Dr. Salluzzo doubled the company's revenues and made it profitable. He explains:

"For example, we put in room service so patients can order food from 6 a.m. to midnight. This process has empowered our staff to speak with patients and to manage their diet as part of a team with a clinical nutritionist. Our price per meal decreased from $1.80 to $1.60 with room service. Room service has taken a lot of work off nurses. We now provide better meals at a lower cost and with less waste."

The Promise of Tomorrow

We are accustomed today to seeing twice as many office staff as medical personnel in a doctor's office. That will change. There will be fewer visits to the doctor; information will be exchanged electronically. There will be fewer repeat tests. Doctors on rounds in a hospital will have everything they need to know in a small device hanging on their belts. Patients will have access to their medical records online, and so will the emergency room. But all this will require change, and change is not easy.

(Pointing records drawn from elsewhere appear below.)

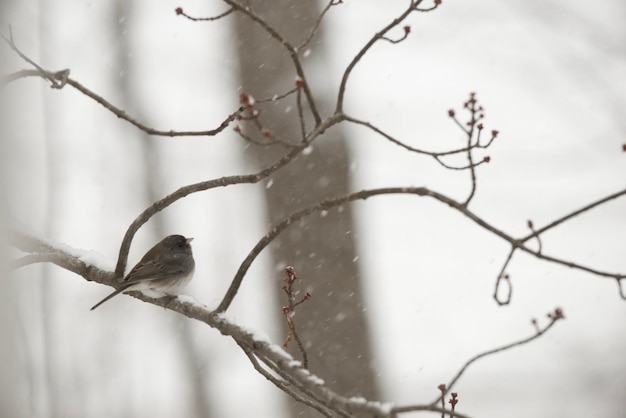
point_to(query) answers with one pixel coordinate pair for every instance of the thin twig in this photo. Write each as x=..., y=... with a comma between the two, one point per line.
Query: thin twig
x=293, y=53
x=179, y=11
x=317, y=24
x=328, y=204
x=357, y=58
x=503, y=276
x=554, y=317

Actually, we already have the technology we need. For example, we already have EHRs, electronic health records, which capture every piece of information about a patient and are accessible to qualified medical personnel online. In an emergency the patient doesn't have to remember drugs he's taking and nobody has to track down a manila folder.

Nevertheless, when studies indicate that only about half of all patients get widely accepted and uncontroversial advice from their doctors -- such as taking aspirin for heart conditions -- it's time we consider something new. Moreover, if we had a national, intraoperative, medical information network, we would be able to see patterns in the aggregate data. We could learn, for example, whether a certain test is actually worthwhile in a certain situation. The quality of healthcare would go up and the cost would go down.

Although some progressive healthcare providers have begun to transition to digitization, enabling faster and more complete access to patient data, we still have a long way to go toward achieving seamless process and business innovation in healthcare.